California is poised to make legislative history with the “Yes Means Yes” bill, which would insist that on college and university campuses that accept federal funding (that’s a LOT of Cali colleges), sexual assault cases will be judged on the basis of whether or not both partners either physically or verbally made their consent clear. The reason “No Means No,” the accepted rule for many years, doesn’t work is because a rape victim might not be able to make their “No” clear or even heard, if the victim is drunk, drugged, unconscious, or in any way, shape, or form incapacitated. “Yes Means Yes” means that all parties involved have made their consent clear to one another.

“Yes Means Yes” became particularly relevant this week when CeeLo Green tweeted (and then deleted) some disturbing messages that reminded us that not everyone is clear on the definition of rape.

Screengrabbed tweets show the singer stating, “When someone brakes [sic] on a home there is broken glass where is your plausible proof anyone was raped” and “If someone is passed out they are not even WITH you consciously. so WITH implies consent” and “People who have been really raped REMEMBER!!!!” That last tweet sounds a lot like Green is saying that a rape is only a rape if the other person is conscious—at least that is how it’s been widely being interpreted. This is a “No Means No” mentality and this is exactly where “No Means No” fails miserably when we look at cases of sexual assault.

The tweets came two days after Green pleaded no contest to supplying ecstasy to a woman who claimed she had no memory of how she later ended up in bed with the singer. Green’s representation advocated that the sexual encounter was consensual and due to a lack of evidence, sexual assault charges were not pressed.

Back on Twitter, Green later apologized for his comments, taking to the social media site to tell the world, “I sincerely apologize for my comments being taken out of context. . .I’d never condone the harm of any women. . .”

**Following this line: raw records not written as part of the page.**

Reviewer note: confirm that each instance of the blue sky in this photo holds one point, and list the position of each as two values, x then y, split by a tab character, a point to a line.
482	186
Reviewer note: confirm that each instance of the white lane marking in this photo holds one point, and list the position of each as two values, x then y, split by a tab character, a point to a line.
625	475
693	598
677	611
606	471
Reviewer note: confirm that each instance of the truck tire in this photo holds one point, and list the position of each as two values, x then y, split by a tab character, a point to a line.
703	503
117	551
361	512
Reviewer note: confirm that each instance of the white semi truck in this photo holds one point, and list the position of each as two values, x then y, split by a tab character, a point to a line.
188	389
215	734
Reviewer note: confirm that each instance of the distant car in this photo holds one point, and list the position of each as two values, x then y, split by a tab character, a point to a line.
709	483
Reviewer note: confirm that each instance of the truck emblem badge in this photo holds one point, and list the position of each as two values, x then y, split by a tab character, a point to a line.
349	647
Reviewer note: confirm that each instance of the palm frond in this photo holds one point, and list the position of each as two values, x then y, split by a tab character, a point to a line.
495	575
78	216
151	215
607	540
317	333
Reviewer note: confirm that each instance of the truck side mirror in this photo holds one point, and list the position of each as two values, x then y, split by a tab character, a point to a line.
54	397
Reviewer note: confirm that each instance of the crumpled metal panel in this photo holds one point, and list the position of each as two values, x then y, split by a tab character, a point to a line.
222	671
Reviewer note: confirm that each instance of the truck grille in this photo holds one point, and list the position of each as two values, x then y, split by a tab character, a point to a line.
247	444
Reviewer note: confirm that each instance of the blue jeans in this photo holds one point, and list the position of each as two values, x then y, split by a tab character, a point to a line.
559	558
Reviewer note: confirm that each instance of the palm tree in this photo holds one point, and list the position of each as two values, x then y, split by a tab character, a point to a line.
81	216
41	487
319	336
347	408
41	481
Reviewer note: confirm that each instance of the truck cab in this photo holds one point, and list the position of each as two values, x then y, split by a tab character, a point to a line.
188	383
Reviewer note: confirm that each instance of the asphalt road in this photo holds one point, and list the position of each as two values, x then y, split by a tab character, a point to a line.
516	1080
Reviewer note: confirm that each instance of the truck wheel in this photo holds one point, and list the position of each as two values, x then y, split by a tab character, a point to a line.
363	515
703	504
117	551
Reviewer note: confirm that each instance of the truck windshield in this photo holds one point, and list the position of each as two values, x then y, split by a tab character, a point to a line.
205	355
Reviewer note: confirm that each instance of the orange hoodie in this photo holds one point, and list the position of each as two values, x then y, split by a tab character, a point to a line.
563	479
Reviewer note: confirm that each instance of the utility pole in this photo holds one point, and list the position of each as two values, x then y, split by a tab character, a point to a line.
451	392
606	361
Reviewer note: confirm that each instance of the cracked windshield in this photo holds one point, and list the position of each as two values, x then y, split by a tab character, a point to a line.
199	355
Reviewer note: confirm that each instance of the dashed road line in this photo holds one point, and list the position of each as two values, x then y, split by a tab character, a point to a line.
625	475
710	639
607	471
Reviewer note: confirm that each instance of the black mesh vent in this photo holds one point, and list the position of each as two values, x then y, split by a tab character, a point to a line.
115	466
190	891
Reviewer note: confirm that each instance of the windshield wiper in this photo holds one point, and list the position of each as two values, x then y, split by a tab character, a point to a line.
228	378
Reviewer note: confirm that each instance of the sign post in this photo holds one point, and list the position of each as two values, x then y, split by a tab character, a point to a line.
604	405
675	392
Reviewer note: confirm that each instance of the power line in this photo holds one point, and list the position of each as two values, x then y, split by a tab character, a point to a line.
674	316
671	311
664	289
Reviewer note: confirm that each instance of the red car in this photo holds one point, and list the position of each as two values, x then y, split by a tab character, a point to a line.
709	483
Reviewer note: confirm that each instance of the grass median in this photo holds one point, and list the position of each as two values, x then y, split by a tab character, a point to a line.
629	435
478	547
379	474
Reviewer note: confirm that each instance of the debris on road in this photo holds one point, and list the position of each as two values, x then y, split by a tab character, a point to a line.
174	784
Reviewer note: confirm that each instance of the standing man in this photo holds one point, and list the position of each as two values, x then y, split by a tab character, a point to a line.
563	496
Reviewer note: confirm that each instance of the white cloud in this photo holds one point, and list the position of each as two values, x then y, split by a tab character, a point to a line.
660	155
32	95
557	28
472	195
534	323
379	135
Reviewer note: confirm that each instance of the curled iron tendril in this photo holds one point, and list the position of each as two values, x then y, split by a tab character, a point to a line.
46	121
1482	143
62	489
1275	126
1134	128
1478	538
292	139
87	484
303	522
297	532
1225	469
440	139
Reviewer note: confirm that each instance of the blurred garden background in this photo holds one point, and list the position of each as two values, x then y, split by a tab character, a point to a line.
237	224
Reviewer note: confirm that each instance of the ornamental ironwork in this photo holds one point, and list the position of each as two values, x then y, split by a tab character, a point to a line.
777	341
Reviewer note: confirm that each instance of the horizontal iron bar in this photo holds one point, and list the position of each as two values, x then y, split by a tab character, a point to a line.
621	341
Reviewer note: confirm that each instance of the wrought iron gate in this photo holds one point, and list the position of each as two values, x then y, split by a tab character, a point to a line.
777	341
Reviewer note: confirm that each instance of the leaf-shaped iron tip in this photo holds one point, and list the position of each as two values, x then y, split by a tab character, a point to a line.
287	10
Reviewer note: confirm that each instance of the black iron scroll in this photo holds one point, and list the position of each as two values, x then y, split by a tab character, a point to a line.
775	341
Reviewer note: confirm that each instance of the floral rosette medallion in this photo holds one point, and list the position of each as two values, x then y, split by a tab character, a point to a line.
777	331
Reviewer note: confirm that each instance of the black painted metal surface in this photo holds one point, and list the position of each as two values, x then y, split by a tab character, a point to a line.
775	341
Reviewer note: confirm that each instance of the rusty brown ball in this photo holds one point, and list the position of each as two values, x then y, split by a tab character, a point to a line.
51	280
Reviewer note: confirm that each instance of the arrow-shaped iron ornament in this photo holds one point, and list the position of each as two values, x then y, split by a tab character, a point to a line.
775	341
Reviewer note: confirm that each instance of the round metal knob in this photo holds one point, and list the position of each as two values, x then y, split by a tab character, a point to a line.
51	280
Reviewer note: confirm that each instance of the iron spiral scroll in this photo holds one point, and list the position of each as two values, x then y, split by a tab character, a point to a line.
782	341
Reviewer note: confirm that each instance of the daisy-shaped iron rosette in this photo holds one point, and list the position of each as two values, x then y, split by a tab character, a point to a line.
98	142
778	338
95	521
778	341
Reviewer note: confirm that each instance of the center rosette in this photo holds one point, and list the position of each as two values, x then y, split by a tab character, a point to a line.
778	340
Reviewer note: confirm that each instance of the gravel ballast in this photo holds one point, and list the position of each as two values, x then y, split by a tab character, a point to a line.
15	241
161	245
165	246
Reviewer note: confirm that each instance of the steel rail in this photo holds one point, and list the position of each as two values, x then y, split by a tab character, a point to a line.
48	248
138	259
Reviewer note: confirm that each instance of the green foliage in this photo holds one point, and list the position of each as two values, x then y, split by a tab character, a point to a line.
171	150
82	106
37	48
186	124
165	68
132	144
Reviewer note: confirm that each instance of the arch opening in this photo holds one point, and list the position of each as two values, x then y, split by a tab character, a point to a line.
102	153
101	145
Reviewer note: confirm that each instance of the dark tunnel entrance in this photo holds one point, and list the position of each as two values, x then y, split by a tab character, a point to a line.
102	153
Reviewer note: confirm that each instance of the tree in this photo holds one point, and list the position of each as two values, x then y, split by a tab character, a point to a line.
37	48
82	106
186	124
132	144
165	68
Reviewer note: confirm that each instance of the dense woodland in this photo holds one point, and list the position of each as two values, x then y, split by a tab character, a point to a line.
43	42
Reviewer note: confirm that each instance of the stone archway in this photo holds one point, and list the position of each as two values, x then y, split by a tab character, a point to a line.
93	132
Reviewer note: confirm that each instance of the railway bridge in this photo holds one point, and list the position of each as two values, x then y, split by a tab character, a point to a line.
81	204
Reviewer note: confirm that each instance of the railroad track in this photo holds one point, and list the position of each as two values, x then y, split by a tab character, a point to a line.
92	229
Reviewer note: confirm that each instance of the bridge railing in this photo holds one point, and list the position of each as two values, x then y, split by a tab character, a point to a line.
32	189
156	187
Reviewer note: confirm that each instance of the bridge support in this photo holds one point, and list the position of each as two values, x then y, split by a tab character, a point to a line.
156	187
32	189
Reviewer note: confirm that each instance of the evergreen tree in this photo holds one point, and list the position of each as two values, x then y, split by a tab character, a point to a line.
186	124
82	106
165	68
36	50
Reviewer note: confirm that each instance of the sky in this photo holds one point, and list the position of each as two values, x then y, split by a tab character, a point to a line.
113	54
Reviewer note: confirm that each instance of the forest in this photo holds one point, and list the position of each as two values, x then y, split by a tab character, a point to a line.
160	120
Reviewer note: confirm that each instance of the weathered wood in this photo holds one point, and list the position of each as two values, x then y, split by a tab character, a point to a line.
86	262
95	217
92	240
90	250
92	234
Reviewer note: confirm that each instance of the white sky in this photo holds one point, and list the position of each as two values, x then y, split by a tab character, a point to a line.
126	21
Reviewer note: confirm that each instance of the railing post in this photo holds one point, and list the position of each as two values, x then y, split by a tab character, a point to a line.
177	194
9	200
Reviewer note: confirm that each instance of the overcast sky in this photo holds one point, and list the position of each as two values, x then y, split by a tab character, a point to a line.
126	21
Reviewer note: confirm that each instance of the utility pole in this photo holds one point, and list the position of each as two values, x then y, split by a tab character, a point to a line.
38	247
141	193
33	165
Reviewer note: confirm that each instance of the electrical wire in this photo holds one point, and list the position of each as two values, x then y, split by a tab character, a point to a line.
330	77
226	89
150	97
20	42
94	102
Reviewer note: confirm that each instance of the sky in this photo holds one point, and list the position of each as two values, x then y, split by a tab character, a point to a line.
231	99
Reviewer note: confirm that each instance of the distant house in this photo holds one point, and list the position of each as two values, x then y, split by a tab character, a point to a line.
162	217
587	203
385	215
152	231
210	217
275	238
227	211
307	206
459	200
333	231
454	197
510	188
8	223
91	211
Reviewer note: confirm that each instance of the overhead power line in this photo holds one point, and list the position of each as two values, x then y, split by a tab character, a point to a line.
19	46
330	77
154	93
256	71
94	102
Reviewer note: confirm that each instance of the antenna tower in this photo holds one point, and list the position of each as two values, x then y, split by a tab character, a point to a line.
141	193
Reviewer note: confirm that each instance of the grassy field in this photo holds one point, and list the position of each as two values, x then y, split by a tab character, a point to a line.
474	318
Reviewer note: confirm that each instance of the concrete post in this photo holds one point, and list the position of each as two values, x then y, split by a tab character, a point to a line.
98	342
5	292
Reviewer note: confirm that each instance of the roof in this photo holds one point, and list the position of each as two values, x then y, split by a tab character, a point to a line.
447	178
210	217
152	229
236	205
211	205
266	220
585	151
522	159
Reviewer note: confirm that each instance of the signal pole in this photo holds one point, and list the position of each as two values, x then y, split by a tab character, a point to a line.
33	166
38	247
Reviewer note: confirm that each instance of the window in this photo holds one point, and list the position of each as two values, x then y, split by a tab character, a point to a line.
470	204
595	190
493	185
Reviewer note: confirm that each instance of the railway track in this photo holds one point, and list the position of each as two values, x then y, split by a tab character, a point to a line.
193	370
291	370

I don’t doubt the legitimacy of his apology, but it’s clear that there’s a real confusion when it comes to the definition of sexual assault. What’s really scary is that Green’s original tweets suggest he doesn’t understand how all women are harmed when men (in particular men with worldwide followings) spread the gospel of “No Means No” when what we need to be doing is teaching that sex is only consensual when both parties make their “Yes” loud and clear.